Bunun yanında şimdi ortaya Türk Milleti yerine Türkiye Milleti diye uydurma bir tanım çıkartılmıştır. Çünkü anayasanın 66. Maddesindeki Türklük tanımının değiştirilmesi gerektiği için ve ‘Türk-Arap-Kürt Milleti’ demek yerine Türkiye Milleti tanımına sarılmak istenmektedir. Türkiye’nin anlamı Türklerin yaşadığı ülke demektir. Eşsiz liderimiz Atatürk; Türkiye Cumhuriyeti’ni kuran Türkiye halkına, Türk Milleti denir diyerek olayı özetlemiştir ancak halen bunu kavrayamayan sığ beyinler ırkçılık üzerinde durmaktadır.

Fransa’da sol ittifakın başkanı Jean-Luc Mélenchon; Fransız olmak ne bir din, ne bir dil, ne de bir ten rengidir. Fransız olmak dokunulmaz bir siyasi sözleşmedir. Bu bizi ufuk çizgisi sürekli genişleyen, bitimsiz bir halk yapar demektedir.

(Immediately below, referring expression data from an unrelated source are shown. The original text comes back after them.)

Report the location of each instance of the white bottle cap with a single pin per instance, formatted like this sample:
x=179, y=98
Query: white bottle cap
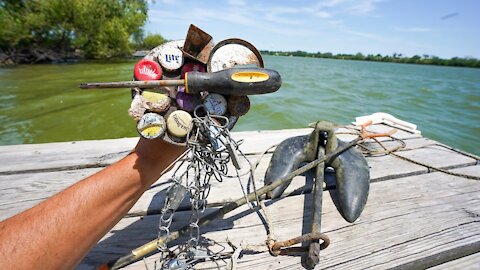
x=179, y=123
x=151, y=126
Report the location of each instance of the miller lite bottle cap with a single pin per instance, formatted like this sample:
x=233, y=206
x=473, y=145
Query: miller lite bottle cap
x=187, y=102
x=179, y=123
x=151, y=126
x=238, y=105
x=171, y=58
x=146, y=70
x=215, y=104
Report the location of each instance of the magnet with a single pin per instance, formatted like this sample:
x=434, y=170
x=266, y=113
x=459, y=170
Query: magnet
x=151, y=126
x=179, y=123
x=215, y=104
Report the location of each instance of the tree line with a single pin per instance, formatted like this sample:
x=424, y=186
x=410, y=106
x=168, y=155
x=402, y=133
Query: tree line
x=43, y=31
x=394, y=58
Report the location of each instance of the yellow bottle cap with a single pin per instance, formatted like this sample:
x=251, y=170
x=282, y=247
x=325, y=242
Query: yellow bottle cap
x=156, y=102
x=179, y=123
x=151, y=126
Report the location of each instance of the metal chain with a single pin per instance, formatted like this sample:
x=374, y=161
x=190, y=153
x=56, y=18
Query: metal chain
x=210, y=150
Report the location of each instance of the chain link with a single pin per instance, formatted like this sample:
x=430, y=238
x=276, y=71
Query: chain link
x=210, y=150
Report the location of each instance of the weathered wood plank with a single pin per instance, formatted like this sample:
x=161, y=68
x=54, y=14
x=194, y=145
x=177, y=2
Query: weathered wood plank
x=99, y=153
x=471, y=262
x=405, y=220
x=21, y=191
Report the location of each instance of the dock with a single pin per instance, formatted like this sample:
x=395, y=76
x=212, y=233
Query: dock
x=416, y=217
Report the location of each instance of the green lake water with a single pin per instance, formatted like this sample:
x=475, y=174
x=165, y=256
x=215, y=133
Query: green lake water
x=42, y=103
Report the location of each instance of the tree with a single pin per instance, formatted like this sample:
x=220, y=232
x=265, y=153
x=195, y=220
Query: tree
x=151, y=41
x=100, y=28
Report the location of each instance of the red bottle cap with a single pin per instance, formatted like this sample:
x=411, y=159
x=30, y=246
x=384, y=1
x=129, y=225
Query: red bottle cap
x=146, y=70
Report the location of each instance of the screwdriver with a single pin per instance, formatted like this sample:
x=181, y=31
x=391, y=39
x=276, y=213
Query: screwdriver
x=233, y=81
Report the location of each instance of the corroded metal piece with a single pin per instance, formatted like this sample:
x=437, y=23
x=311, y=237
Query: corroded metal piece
x=233, y=52
x=198, y=44
x=277, y=247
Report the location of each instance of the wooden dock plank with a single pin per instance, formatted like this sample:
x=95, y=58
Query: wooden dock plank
x=21, y=191
x=99, y=153
x=471, y=262
x=405, y=220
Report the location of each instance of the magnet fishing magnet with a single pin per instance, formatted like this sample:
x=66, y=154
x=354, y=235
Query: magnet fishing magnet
x=233, y=52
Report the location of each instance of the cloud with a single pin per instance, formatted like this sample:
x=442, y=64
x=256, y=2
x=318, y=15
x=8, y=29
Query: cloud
x=363, y=7
x=413, y=29
x=239, y=3
x=371, y=36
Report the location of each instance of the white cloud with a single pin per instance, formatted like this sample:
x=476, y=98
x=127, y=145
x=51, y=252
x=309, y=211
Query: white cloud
x=363, y=7
x=413, y=29
x=239, y=3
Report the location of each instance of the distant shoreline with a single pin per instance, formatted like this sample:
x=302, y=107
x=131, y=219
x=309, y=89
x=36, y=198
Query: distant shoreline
x=395, y=58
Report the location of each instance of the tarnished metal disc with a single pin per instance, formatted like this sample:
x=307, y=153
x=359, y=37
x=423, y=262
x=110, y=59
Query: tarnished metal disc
x=233, y=52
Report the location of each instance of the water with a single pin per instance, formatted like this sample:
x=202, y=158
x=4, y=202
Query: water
x=42, y=103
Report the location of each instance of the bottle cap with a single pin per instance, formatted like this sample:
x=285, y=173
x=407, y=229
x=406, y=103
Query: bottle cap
x=192, y=66
x=187, y=102
x=171, y=58
x=232, y=120
x=156, y=102
x=179, y=123
x=151, y=126
x=238, y=105
x=146, y=70
x=215, y=104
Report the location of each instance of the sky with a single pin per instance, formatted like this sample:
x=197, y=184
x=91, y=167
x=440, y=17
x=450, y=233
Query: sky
x=443, y=28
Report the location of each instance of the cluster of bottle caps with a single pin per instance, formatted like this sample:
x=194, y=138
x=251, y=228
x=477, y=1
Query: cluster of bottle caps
x=168, y=111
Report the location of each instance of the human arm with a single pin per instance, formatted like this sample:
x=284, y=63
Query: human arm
x=57, y=233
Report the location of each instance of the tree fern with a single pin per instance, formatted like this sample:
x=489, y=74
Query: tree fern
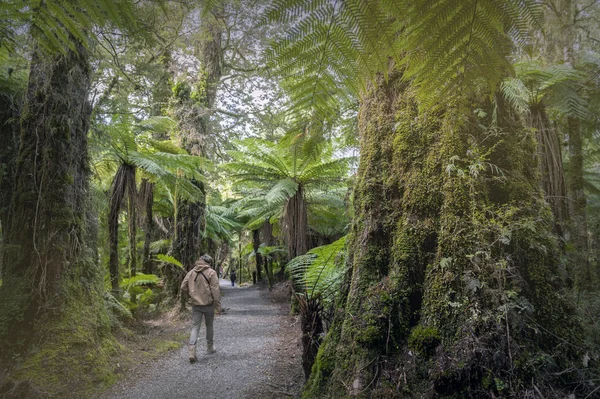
x=320, y=271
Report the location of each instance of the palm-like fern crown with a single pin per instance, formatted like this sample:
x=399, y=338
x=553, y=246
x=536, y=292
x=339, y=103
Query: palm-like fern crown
x=450, y=48
x=123, y=142
x=269, y=174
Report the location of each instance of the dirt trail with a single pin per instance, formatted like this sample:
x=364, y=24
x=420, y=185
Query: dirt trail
x=249, y=342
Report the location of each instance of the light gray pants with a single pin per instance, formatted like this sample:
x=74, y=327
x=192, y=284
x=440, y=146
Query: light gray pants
x=198, y=312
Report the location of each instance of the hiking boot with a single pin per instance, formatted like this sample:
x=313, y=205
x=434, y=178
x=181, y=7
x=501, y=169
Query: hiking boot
x=193, y=353
x=210, y=349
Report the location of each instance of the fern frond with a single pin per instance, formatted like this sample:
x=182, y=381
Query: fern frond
x=320, y=271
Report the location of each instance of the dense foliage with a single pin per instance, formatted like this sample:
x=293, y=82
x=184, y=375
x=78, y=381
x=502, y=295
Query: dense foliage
x=425, y=172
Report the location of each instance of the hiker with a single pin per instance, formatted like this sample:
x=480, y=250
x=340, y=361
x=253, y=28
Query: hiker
x=232, y=277
x=202, y=284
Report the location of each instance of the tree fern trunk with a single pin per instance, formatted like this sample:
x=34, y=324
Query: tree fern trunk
x=583, y=272
x=450, y=234
x=258, y=257
x=10, y=109
x=551, y=167
x=132, y=222
x=190, y=223
x=147, y=200
x=295, y=225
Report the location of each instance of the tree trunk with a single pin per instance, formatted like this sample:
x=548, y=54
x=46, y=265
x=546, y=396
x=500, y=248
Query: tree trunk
x=119, y=188
x=270, y=240
x=295, y=225
x=551, y=166
x=147, y=200
x=583, y=273
x=132, y=223
x=191, y=215
x=51, y=278
x=10, y=110
x=452, y=266
x=258, y=257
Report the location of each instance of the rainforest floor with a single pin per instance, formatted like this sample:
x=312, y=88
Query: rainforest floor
x=258, y=344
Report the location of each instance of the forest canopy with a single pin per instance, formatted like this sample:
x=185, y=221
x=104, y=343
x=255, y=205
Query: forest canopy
x=424, y=173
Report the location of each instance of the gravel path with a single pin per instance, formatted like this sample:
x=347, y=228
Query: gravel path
x=243, y=337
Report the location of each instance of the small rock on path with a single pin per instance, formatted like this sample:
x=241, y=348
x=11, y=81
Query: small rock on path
x=244, y=337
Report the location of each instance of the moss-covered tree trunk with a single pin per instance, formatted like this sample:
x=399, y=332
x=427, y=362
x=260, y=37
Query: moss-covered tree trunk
x=452, y=284
x=123, y=184
x=190, y=221
x=582, y=269
x=10, y=109
x=51, y=296
x=146, y=196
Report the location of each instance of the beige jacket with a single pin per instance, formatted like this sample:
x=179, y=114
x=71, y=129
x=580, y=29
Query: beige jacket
x=201, y=291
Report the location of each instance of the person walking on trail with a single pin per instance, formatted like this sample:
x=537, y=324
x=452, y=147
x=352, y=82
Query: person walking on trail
x=202, y=285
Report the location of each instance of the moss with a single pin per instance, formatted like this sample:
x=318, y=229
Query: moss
x=424, y=340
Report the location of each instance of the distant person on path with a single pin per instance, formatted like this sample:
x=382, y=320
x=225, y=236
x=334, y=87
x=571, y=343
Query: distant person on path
x=202, y=284
x=232, y=277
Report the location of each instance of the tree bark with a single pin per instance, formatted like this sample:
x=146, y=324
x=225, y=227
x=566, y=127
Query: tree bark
x=10, y=109
x=551, y=167
x=48, y=257
x=190, y=220
x=147, y=200
x=258, y=257
x=450, y=234
x=295, y=225
x=583, y=273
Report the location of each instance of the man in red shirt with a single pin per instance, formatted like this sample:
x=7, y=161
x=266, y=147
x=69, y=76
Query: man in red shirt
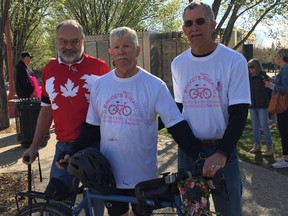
x=66, y=85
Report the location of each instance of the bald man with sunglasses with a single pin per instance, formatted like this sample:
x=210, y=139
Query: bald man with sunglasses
x=211, y=88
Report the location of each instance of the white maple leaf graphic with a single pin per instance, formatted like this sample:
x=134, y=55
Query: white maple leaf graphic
x=51, y=92
x=89, y=80
x=69, y=90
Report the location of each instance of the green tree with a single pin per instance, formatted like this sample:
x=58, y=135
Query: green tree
x=28, y=28
x=4, y=118
x=246, y=14
x=100, y=16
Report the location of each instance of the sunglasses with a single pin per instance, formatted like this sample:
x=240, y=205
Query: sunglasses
x=73, y=42
x=199, y=21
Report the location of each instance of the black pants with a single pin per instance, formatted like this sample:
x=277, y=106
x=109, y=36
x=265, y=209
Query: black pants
x=282, y=120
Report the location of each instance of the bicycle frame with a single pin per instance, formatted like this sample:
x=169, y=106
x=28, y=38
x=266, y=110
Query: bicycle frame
x=89, y=196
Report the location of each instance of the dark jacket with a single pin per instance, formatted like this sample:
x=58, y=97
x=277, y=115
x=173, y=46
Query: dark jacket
x=260, y=95
x=23, y=85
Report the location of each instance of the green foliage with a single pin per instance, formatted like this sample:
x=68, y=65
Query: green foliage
x=28, y=29
x=100, y=17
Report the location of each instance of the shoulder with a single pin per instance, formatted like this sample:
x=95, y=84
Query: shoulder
x=146, y=75
x=181, y=56
x=94, y=59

Ancak bizdeki moda ise siyasal İslamcısı, bölücüsü, mezhepçisi, liberali, solcusu, ikinci cumhuriyetçisi, sözde milliyetçisi hep birlikte Türk kimliğini parça parça etmek için var güçleriyle çalışarak, Türkiyeli kavramına sarılmaktadır.

Önce devletin yönetim sistemi, 16 Nisan 2017 tarihinde yapılan halk oylamasında ‘mühürsüz oylarla’ değiştirildi. Şimdi de devletin niteliği ‘Terörsüz Türkiye’ masalıyla kurulacak komisyon aracılığıyla cebren ve hile ile değiştirilmek isteniyor. ‘Terörsüz Türkiye’, Büyük Ortadoğu Projesi sürecinin güncellenmiş şeklidir.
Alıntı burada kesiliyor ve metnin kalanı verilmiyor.